The Haplostiche "Nodosaria" texana fusulinid found in the Weno Foramation (Comancheon) of Denton County, Texas. Fossils are dated to the early Cretaceous. Thanks to Dave at the Views of the Mahantango blog for the specimens. I believe he acquired them from an old estate collection for Oklahoma or Texas.
Species was named by Conrad in 1857. Thanks to Michael at foraminifera.eu for the reference citing this fossil. Bulletin Foraminifera of the Cretaceous of Central Texas (March 22, 1926)) by Dorothy Ogden Carsey lists a description on page 36 and shown on Plate 6, Figure 10.
Test large, elongate, usually straight; chambers gradually enlarging, each younger one enveloping the anterior portion of the immediately precedingone ;initial extremity slightly pointed, ultimate end broadly rounded to slightly protruded; aperture terminal, consisting of rounded to subovate orifices regularly arranged in a semi-radiating manner around a central opening of about the same size; surface of shell marked by rather closely set depressed suture lines. Length usually not exceeding 9 mm., occasionally much longer. Nodosaria texana occurs rather commonly in parts of the Del Rio formation and has been occasionally observed in the Buda limestone.

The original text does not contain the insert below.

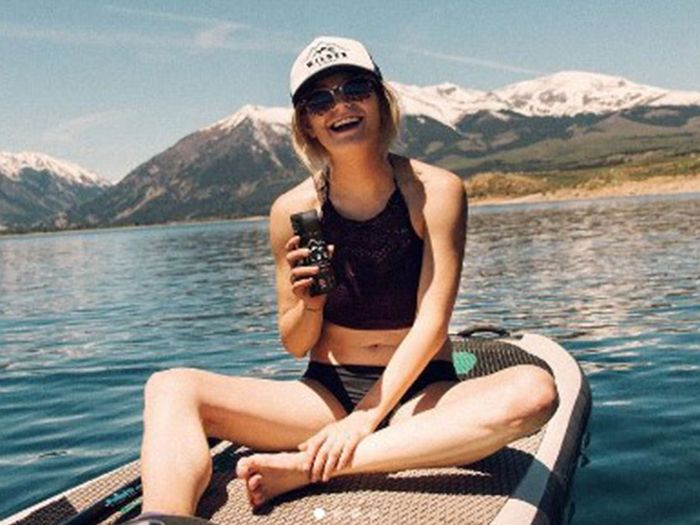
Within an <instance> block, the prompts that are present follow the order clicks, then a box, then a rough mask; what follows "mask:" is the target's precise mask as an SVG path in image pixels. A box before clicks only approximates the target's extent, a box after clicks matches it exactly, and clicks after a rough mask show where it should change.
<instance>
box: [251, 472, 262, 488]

This blog posting contains images from two different specimens that were roughly the same size and photographed using a microscope set at about 30x.
I tried in my amateurish way to show the chambers of the second specimen by sanding it on different grit sandpaper. The black sandpaper appears to have embedded grit into the specimen though. Maybe a better way is to glue a specimen to a wood dowel and sand till half way through the specimen and then remove it. Turn over the specimen and glue the flat side to a glass plate and then sand till it is very thin.